One way that Iran was able to maintain its assets in the face of U.S. and Israeli attacks was through dispersal, said Edward Hunt, an aerospace and defense consultant. Taiwan has the potential to do the same, he argued, but with a catch: “Make sure your sh*t is parked in small garages around the country.”
Taiwan’s west coast plains are some of the most densely populated regions of the planet, a combination of purely urban and relatively urbanized rural and mixed use areas. In short, there is an almost infinite supply of places where wheeled missile or drone launchers could be concealed, but most of them are very close to, or even under, civilian dwellings.
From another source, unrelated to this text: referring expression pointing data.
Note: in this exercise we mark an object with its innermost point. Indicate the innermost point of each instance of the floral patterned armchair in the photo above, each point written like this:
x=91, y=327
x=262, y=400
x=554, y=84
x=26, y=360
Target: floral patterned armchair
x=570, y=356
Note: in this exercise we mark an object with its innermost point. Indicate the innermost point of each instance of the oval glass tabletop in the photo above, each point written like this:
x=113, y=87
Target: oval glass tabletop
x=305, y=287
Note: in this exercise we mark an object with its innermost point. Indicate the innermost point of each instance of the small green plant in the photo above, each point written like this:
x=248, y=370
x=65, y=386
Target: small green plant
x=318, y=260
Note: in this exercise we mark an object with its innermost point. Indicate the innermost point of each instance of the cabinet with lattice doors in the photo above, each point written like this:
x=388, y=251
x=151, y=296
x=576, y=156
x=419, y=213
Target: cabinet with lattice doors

This is a conversation that Taiwan has barely even started to have. The idea of what it would look like to defend Taiwan against China has been very much about the beaches and the landing grounds, and rather less about the fields and streets and hills. There are signs that this is starting to change, but it’s hardly a comprehensive national dialogue.
Taiwan also has large swathes of virtually uninhabited mountainous terrain, and a Cold War legacy of military bunker complexes, many abandoned but some still in use. Taiwan could ensure that it has “deeply buried, hardened stockpiles that are distributed” where it can “send out kind of small groups of launchers to do a quick pop-up attack, and then hide again,” said Eric Gomez, who runs the Taiwan Arms Sale Backlog tracker at Taiwan Security Monitor.
But that obviously requires a level of preparation that is neither publicly apparent nor documented.
By preserving its strike capacity — dispersing, concealing and even burying it — Iran was effectively able to close the Strait of Hormuz to commercial shipping without actually sinking any ships. All while losing the majority of its own surface fleet to U.S. attacks.
Taiwan could hope to emulate this, maintaining enough anti-ship capacity in missiles and drones to dissuade China from launching an amphibious assault even after it has degraded Taiwan’s conventional forces like frigates and fighter jets. A steady drip of attacks launched from Taiwan across the strait to Fujian could also disrupt and raise the cost of the war to China, much as Iran has done to the Gulf states.
But again, a question about what Taiwan would be shooting toward comes into play. “Taiwan needs to get a bit more comfortable about things like targeting commercial infrastructure or civilian infrastructure,” Gomez said, which “they might be hesitant to do.”
If it were able to dissuade China from outright invading, then a war would look very different, and perhaps last a lot longer. Taiwan would have to start thinking about maintaining defense industrial capacity in the face of ongoing bombardment. “If they can keep making cheap drones, cheap missiles, cheap projectiles that they can just keep firing at Chinese ships, at Chinese mainland targets,” said Matthew Reisener, an analyst from the Center for Maritime Strategy, then Taiwan could still be “a significant nuisance and a significant threat to China’s capabilities in the long term.”
But in order to build a military and a defense industry capable of staying in that fight, Taiwanese politicians need to have a much more honest conversation with Taiwanese people about what it would take, and Taiwanese voters need to give their politicians a much clearer mandate to invest in their defense.